I have just finished reading Thomas Hardy's novel, The Mayor of Casterbridge. The novel begins with the main character, Michael Henchard, selling his wife and child in a drunken stupor. Repenting of this Henchard moves to Casterbridge, stops drinking liquor, prospers in an import/export business, and devotes his life to helping others eventually becoming the mayor.

After several years a woman comes to town who knows his past, and she reveals it to the whole town. Stripped of all respectibility he loses his mayorship, and all the good he has done faded into nothingness. At the end of the novel he is reunited with his wife, but the black mark of his past never passes away.

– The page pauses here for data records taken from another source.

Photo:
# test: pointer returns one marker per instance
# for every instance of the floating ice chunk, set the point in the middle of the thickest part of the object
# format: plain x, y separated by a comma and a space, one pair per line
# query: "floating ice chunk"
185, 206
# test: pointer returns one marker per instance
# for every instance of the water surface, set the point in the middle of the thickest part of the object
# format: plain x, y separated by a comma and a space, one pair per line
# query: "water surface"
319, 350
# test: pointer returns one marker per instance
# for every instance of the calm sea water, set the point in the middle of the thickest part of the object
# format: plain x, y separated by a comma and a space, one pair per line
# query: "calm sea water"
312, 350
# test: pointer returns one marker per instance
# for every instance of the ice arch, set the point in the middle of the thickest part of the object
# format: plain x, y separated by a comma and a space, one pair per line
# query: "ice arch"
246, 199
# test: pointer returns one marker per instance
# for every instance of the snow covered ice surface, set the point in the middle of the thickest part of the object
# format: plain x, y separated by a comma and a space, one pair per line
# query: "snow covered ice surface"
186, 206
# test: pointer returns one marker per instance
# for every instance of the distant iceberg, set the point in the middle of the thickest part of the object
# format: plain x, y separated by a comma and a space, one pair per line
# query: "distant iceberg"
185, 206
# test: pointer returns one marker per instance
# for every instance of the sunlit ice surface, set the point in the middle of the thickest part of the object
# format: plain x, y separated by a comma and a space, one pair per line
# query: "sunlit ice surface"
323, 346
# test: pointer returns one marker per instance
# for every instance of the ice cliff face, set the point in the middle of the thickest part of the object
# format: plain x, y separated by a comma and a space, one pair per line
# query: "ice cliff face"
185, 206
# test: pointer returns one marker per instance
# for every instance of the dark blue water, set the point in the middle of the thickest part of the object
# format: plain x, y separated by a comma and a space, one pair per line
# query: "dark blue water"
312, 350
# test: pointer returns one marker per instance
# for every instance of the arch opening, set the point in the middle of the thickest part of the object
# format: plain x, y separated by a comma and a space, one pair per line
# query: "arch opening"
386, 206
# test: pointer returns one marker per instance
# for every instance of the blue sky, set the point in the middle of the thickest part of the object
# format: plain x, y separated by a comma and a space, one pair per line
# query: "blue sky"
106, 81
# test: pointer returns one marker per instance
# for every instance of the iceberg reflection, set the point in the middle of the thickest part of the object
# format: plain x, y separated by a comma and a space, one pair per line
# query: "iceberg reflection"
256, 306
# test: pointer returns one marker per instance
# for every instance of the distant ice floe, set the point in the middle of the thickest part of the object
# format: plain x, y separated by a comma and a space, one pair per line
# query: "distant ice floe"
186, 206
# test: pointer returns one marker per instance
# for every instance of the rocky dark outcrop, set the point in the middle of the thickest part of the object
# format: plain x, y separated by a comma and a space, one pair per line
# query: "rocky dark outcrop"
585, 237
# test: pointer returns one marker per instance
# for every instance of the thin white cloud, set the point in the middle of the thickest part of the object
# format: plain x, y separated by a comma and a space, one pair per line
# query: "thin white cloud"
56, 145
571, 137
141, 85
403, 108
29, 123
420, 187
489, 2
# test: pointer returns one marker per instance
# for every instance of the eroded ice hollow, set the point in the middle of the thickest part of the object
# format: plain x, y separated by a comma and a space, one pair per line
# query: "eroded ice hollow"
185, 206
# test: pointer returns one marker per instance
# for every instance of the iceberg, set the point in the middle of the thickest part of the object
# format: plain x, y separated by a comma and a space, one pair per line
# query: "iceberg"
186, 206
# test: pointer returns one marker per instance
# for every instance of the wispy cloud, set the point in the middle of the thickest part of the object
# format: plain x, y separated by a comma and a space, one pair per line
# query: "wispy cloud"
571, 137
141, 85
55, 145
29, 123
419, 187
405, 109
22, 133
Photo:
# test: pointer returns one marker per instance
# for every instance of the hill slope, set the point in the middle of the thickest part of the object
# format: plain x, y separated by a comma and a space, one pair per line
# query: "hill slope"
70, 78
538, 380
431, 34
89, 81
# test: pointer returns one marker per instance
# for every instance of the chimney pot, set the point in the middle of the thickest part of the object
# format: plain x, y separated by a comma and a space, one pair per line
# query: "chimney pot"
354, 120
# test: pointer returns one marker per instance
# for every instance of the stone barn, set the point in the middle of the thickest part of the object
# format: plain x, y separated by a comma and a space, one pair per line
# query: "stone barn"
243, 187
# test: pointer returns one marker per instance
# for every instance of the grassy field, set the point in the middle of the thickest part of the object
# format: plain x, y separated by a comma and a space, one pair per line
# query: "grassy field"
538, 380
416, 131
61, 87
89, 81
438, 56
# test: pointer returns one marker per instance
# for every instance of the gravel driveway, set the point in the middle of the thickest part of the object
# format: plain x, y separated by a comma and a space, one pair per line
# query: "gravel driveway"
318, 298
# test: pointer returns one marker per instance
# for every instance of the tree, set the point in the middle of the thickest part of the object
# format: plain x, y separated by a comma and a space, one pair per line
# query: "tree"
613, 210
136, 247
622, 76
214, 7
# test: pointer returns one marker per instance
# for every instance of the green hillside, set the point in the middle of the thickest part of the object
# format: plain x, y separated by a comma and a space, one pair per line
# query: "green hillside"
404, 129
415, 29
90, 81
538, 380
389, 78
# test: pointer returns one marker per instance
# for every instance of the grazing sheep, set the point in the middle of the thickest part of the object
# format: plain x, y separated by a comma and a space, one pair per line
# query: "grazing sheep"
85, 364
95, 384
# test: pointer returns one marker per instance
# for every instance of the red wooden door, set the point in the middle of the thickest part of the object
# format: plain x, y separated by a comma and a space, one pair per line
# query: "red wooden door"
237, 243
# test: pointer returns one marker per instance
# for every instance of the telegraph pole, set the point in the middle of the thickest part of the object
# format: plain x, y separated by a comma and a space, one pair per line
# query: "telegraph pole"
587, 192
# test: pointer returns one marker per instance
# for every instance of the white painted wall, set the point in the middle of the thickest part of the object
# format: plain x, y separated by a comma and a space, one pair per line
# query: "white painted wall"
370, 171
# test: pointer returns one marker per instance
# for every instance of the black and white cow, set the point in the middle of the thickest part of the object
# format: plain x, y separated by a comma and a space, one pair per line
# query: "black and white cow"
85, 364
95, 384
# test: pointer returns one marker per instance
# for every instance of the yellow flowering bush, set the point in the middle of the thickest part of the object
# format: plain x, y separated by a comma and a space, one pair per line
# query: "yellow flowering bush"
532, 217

I found the book to be something that every Christian should read. It is about the importance of character, and it explores the title question of this thread. Thomas Hardy, I think, is not a Christian. Consequently, the gloomy picture of human failure and recovery is indicative of the natural man's view of life in general.

The book made me try to think of Biblical paradigms. David, for example, not only committed adultery, but murder as well. Yet, we see that he never lost his "mayorship" nor even his salvation. The Apostle Peter betrayed Jesus at three different times, and at one time with an oath, which is similar to what Judas did, and possibly even worse. Yet, we see him practically in the center of the church converting 3000 people in Acts 2! Paul confers with Peter after he is converted, and even mentions that Peter is a "seeming" pilar of the church.

This all made me reflect on how the church treats those who have failed in one way or another, and have shown all the Biblical marks of repentance. Do we respond as the world does and continue to beat these poor souls with the stick of their past? Or, do we embrace them in love, have compassion on them, and give them even greater status in the church?

I thought this book was thought provoking indeed.

Blessings,

-CH


----------